But industrial changes imply social changes and
necessitate political changes. Progressive societies
outgrow institutions as children outgrow clothes.
Social progress always requires greater intelligence in
the management of public affairs; but this the more as
progress is rapid and change quicker.
[14] And that the rapid changes now going on are
bringing up problems that demand most earnest attention
may be seen on every hand. Symptoms of danger,
premonitions of violence, are appearing all over the
civilized world. Creeds are dying, beliefs are
changing; the old forces of conservatism are melting
away. Political institutions are failing, as clearly in
democratic America as in monarchical Europe. There is
growing unrest and bitterness among the masses,
whatever be the form of government, a blind groping for
escape from conditions becoming intolerable. To
attribute all this to the teachings of demagogues is
like attributing the fever to the quickened pulse. It
is the new wine beginning to ferment in old bottles. To
put into a sailing-ship the powerful engines of a
first-class ocean steamer would be to tear her to
pieces with their play. So the new powers rapidly
changing all the relations of society must shatter
social and political organizations not adapted to meet
their strain.
[15] To adjust our institutions to growing needs and
changing conditions is the task which devolves upon us.

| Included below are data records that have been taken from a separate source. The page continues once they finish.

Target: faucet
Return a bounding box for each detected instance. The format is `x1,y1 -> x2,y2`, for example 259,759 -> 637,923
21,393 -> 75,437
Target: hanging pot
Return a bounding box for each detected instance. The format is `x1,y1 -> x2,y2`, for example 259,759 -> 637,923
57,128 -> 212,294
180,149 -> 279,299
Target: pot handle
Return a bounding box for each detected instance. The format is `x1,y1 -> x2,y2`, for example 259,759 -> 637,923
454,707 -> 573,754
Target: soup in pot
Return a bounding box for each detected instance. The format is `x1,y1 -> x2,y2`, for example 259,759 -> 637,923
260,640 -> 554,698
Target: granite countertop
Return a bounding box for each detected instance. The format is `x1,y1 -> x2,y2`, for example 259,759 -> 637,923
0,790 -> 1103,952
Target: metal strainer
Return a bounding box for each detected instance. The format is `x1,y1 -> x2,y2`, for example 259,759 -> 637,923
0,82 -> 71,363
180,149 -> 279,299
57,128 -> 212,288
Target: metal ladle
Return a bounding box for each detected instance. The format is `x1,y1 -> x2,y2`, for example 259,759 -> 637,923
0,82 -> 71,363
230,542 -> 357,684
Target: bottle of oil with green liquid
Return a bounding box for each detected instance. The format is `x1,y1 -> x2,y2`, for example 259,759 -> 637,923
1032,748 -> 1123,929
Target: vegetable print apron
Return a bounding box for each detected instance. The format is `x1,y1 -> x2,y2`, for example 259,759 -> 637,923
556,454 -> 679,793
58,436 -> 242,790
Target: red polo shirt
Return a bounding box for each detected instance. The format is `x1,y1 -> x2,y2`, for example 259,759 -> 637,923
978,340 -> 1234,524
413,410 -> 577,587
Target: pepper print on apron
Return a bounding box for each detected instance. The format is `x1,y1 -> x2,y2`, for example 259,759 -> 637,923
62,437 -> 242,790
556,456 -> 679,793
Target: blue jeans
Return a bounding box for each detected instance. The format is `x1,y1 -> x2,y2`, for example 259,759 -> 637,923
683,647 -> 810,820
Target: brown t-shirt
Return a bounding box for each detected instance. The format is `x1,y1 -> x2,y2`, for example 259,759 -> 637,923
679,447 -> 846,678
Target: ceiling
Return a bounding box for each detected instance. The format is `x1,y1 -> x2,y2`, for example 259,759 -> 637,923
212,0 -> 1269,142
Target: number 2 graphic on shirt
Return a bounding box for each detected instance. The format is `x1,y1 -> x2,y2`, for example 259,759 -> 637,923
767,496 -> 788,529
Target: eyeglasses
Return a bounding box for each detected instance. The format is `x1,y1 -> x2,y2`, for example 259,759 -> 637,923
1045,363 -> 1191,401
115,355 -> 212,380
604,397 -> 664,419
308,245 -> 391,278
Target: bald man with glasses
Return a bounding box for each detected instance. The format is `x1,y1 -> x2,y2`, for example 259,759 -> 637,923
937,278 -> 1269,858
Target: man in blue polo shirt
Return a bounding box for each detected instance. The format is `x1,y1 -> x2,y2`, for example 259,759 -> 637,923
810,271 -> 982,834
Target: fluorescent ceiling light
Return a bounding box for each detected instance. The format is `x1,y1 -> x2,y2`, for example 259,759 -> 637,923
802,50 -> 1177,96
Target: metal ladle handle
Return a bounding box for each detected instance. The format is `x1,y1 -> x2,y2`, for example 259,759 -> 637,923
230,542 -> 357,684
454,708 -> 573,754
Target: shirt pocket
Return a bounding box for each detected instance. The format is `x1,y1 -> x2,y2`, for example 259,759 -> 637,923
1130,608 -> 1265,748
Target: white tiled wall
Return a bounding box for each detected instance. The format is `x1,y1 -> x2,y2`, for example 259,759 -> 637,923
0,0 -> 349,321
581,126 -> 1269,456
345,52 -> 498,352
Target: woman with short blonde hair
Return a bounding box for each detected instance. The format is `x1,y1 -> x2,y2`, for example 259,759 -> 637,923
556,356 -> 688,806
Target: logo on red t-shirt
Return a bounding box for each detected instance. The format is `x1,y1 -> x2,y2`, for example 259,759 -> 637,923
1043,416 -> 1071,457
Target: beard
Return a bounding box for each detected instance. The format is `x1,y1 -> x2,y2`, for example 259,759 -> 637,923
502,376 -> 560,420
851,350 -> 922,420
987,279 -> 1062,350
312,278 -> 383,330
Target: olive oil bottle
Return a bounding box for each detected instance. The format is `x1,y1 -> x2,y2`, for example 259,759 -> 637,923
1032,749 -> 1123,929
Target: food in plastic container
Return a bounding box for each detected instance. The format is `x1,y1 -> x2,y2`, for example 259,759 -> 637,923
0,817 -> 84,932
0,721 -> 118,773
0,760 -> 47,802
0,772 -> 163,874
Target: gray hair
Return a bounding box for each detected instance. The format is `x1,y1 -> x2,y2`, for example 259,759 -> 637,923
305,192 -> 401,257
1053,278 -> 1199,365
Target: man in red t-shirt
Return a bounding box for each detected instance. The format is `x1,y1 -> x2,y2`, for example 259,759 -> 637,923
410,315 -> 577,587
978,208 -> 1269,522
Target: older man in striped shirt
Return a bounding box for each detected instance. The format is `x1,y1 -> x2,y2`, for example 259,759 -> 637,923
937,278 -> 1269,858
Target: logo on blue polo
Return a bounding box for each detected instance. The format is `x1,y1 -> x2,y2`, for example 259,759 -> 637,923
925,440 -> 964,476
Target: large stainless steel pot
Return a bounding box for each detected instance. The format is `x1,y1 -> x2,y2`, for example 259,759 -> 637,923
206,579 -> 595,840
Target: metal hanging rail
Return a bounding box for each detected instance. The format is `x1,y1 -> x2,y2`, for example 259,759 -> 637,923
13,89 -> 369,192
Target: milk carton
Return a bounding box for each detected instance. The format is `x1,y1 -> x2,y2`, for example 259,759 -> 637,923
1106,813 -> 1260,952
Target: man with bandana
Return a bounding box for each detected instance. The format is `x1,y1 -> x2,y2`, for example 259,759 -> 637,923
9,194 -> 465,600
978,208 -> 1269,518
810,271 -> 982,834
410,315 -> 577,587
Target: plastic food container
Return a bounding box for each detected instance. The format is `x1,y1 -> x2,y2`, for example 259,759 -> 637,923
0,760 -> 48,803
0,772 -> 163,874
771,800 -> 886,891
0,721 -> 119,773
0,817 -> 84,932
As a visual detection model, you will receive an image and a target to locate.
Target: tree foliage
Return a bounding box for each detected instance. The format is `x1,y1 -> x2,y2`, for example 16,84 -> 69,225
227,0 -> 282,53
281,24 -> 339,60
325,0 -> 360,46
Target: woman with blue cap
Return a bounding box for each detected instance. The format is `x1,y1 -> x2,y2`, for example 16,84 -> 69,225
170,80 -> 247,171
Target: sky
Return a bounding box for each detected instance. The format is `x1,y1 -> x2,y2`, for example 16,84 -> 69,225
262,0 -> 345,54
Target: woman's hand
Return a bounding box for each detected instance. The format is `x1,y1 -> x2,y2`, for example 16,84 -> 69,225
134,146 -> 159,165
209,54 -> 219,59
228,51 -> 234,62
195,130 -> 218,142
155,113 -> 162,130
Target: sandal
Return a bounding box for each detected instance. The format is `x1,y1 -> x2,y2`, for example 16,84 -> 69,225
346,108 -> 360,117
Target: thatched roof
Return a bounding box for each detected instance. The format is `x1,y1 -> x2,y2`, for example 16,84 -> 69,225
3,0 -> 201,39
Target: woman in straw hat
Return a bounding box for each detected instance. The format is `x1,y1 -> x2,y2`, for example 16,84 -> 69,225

Prudence, patriotism, human sympathy, and religious
sentiment, alike call upon us to undertake it. There is
danger in reckless change; but greater danger in blind
conservatism. The problems beginning to confront us are
grave — so grave that there is fear they may not
be solved in time to prevent great catastrophes. But
their gravity comes from indisposition to recognize
frankly and grapple boldly with them.
[16] These dangers, which menace not one country
alone, but modern civilization itself, do but show that
a higher civilization is struggling to be born —
that the needs and the aspirations of men have outgrown
conditions and institutions that before sufficed.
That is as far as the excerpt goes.